Review of energy markets

Oil prices remained low in a weekend swoon that broke with two consecutive weeks of strong gains as investors reacted pessimistically to news that OPEC would back down on production cuts.

The New York price, the benchmark for US crude oil futures, set 16 cents, or 0.4%, on Friday at $ 40.59 a barrel.

Listed in London, the world benchmark for oil, it fell 24 cents, or 0.6%, to $ 43.13.

For the week, WTI ended almost flat while Brent showed a loss of almost 0.3%.

Investors are evaluating whether “a steady stream of pessimistic oil demand headlines will persist in the coming weeks,” said Ed Moya of OANDA, a New York-based online trading platform. “Fuel consumption is not recovering strongly.”

Sudden increases in coronavirus infections are slowing recovery from fuel use and raising concerns that it could be years before consumption recovers from the impact of the pandemic.
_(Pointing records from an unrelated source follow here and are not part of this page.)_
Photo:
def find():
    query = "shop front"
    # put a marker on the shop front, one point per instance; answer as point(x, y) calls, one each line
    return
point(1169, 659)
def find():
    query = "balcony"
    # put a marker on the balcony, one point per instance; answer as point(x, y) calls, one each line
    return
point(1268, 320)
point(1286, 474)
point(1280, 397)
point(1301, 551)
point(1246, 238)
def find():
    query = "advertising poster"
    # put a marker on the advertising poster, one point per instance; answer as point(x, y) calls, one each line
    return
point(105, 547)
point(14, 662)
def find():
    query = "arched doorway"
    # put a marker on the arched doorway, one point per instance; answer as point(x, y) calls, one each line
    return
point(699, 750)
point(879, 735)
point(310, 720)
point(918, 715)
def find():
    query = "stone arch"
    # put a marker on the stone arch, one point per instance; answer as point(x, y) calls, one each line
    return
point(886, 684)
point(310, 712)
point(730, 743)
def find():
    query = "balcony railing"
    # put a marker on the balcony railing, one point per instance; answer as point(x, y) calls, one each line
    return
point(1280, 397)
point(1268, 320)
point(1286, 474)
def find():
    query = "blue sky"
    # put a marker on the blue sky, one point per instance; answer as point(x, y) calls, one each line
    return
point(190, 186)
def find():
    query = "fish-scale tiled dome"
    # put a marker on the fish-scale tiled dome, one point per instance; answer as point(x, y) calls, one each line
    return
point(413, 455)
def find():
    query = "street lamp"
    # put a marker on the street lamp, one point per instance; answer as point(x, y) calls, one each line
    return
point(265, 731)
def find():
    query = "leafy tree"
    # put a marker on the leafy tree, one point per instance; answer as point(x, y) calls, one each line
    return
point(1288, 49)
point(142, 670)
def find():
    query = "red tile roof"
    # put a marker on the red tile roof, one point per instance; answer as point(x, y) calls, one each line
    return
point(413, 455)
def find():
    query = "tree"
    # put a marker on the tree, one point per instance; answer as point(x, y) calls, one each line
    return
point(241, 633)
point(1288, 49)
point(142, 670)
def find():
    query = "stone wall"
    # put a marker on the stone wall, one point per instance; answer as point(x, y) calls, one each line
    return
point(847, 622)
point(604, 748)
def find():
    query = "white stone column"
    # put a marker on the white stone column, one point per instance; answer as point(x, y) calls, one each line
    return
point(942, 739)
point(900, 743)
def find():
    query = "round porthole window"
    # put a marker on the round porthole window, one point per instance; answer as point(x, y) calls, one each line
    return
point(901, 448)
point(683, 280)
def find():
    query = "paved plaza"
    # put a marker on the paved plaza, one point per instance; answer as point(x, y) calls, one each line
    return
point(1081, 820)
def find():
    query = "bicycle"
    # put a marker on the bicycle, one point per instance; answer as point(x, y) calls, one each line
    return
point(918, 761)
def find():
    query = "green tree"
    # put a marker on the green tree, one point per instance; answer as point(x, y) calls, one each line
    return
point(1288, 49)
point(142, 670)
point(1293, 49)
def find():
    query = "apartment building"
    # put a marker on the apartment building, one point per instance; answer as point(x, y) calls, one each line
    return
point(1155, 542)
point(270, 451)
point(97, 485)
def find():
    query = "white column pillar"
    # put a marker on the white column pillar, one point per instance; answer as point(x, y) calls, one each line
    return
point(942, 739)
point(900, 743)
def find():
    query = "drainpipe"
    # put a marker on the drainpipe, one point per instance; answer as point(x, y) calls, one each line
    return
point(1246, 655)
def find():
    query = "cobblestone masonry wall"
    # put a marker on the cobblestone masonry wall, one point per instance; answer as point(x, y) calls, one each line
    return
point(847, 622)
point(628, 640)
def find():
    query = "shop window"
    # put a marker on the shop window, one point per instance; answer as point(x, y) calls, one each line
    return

The United States reported at least 75,000 new cases of COVID-19 on Thursday, a daily record. Spain and Australia reported their steepest daily jumps in more than two months, while cases continued to rise in India and Brazil.

Energy calendar ahead

Monday July 20

Private estimates on Genscape’s Cushing oil inventories.

Tuesday July 21

weekly report on oil reserves.

Wednesday July 22

EIA weekly report on

EIA weekly report on

EIA weekly report on

Thursday, July 23

EIA weekly report on

Friday, July 24

Baker Hughes Weekly Survey on

Precious Metals Market Review

For the August delivery at Comex, $ 11.8, or 0.66%, settled at $ 1,812.10 per ounce on Friday.

, the real-time indicator of bullion prices increased $ 13.39, or 0.8%, to $ 1,810.56.

For the week, Comex gold rose 0.1% while bullion gained 0.6%.

Gold prices have gained approximately $ 130 an ounce, or 8%, since the week ending May 31, recovering consecutively for six weeks.

A sharp increase in stimulus packages globally to protect economies from the consequences of the coronavirus pandemic has pushed gold prices up 19.3% more in a safe haven so far this year.

US lawmakers return to Washington on Monday to discuss possible new coronavirus aid programs, while investors also watched a meeting of EU leaders in Brussels on a proposed stimulus to jump-start their COVID-affected economies.